“One day Rita read a newspaper article describing the symptoms of panic disorder and agoraphobia. At that moment she discovered she wasn’t crazy or weak.”
An evening spent playing bridge with other couples was always fun for Rita, but one time it became a nightmare. Dealing the cards, first her hands began to tremble, and then her body shook uncontrollably. Terrified, she ran to the bathroom where she fell to the floor crying. She didn’t understand what was happening to her, so she told her husband she was ill and needed to go home.
That episode was the beginning of what Rita would endure for the next 15 years. Her doctor diagnosed low blood pressure, but she knew that wasn’t her problem. She thought it a nervous breakdown or something worse. As time went on, the symptoms continued, but the cause remained elusive.
Rita had two young children, and she worried how she could be a good mother. She was afraid to tell anyone about her symptoms and fears, including her husband and her doctor because she was afraid of being committed to a mental hospital or losing her children. Rita decided on silence, covering up her symptoms and trying to avoid situations that triggered them. She couldn’t shop for groceries, go to the bank, or run an errand without the fear of terrifying symptoms.
Attending her daughter’s dance performances or her son’s bowling league made her tremble. She worried about her urge to flee, making a fool of herself, and having her kids think badly of her. These feelings would return thousands of times over the next 15 years, but she mustered fierce determination to stay put. It was exhausting, but no one else seemed to notice.
One day Rita read a newspaper article describing the symptoms of panic disorder and agoraphobia. At that moment she discovered she wasn’t crazy or weak, that her condition wasn’t her fault, and she wasn’t alone in her suffering.
She was thrilled to learn that her symptoms had names and that she could get help. But now she would have to end her silence. How would her husband, her children, and her friends react?
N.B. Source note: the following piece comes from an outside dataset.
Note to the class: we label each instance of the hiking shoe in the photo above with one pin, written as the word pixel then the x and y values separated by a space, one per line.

What would therapy be like, and what would it take for her to live without fear? But after so many years, the thought of being free of her symptoms was intoxicating.
When she told her husband, he was shocked. He’d never seen the person who was terrified to be out in the world. Agoraphobia was unknown to many medical professionals in the 1980s, and her doctor asked, “What is a panic disorder?” He advised her to take a vacation and rest. Still afraid, she made an appointment with a therapist, who over five years helped her learn to overcome her fears and symptoms and become free from the fear of having a panic attack.
In recovery Rita started a support group for people with anxiety disorders, and in the decades since, she has spoken to thousands of people, offering assurances that no one is alone and freedom from the fear of panic attacks is possible. She also became a consumer advocate for the Anxiety Disorders Association of America. Thanks to therapy and medication, Rita thinks her experience was a natural path to helping others who live with an anxiety disorder. She wants to help them understand that they can get better.
This story is more than one of successful recovery. It’s the story about the most incredible woman I’ve ever known—my mother, Rita Clark.